I never thought I'd be in a group this large more militant than me!

I know the big crush is coming--not just here, I mean the BIG crush. There are hundreds of Occupations now in Europe--who knows how many world wide. Demonstrations for decades now have been easily distracted, corralled & contained or ignored. This is not going away and not being ignored anymore. Power don't surrender power willingly. At some point it's going to be about filling all the prisons and stadiums and detainment camps as fast as they can build them... Fred only knows what comes after that.

When I said I'd give my life for this, it wasn't out of blind optimism. If I were taking bets--that's how I'd wager where this will go, dead or in prison. I need to take mornings to put my things in order.

Friday, October 14, 2011

Plans for International Occupation

We would like to see an Occupy Philadelphia Working Group to
1)      Begin plans to establish a regular, trans-Occupation WG
2)      …to set up communications & Tech infrastructure
3)      …to plan for   Regional
                        National
                        International
            Occupation conferences to discuss Meta issues
                        … and begin the process of how to formulate
                        Cooperative  Plans of Action
                        we can bring back to our local sites.
We are already an international movement.

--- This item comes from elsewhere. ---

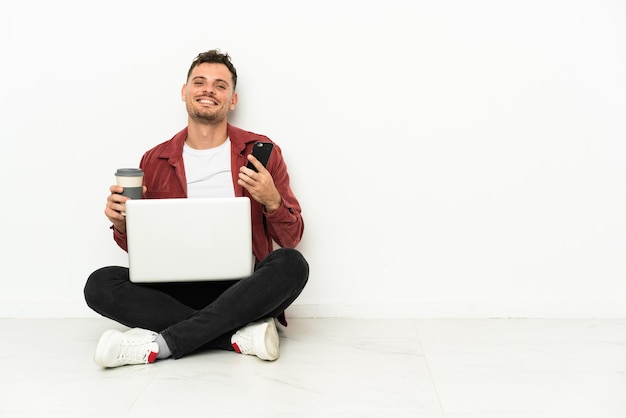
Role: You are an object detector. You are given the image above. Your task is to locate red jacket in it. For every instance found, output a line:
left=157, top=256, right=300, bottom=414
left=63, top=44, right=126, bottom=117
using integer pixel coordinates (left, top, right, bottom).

It’s time to take the next step

Wednesday, October 12, 2011

Broadside Release, Damask Press...

From Book One of my Poem to the End of My Days: Chronic Chronos Kairos Broadside, with chapbook sampler to follow. Damask Press

Monday, October 10, 2011

Sunday, October 9, 2011

Occupy Wall Street: small changes...

http://www.ustream.tv/channel/occupy-philadelphia
A couple of us had a chance, pre-dawn conversation with Chief of Police Ramsey Friday morning. This was standing in Front of City Hall--he'd come out to take a look at the Occupation. He was genuinely open--not that kind of 'official friendlyness' that's all about maintaining distance. Told us he'd call the head of Sanatation and ask if they might be able to send a truck to do a trash pick up once a day.

Yesterday we were were told, there'd be pick-up every day, at 8 AM, Noon, 4 & 8 PM. ... and the beginning of every shift in every police precinct in the city began yesterday with a reading of the 1st Amendment.

Livestream


Occupy Wall Street: Log

We have LIVESREAM feed now.
Day 4? I lose track of time. Home to do laundry. Can sleep out till Wednesday when rain predicted. Need someone to donate an arctic sleeping bag and one-peep tent. My cushion and quilted blankets have been fine, this mild weather.

Too busy with Food Station to go on any of the Marches. The Family Area--with children. Do a daily Kid March around City Hall

Food Station has become the de facto feeding place for City Hall plaza pre-Occupation residents.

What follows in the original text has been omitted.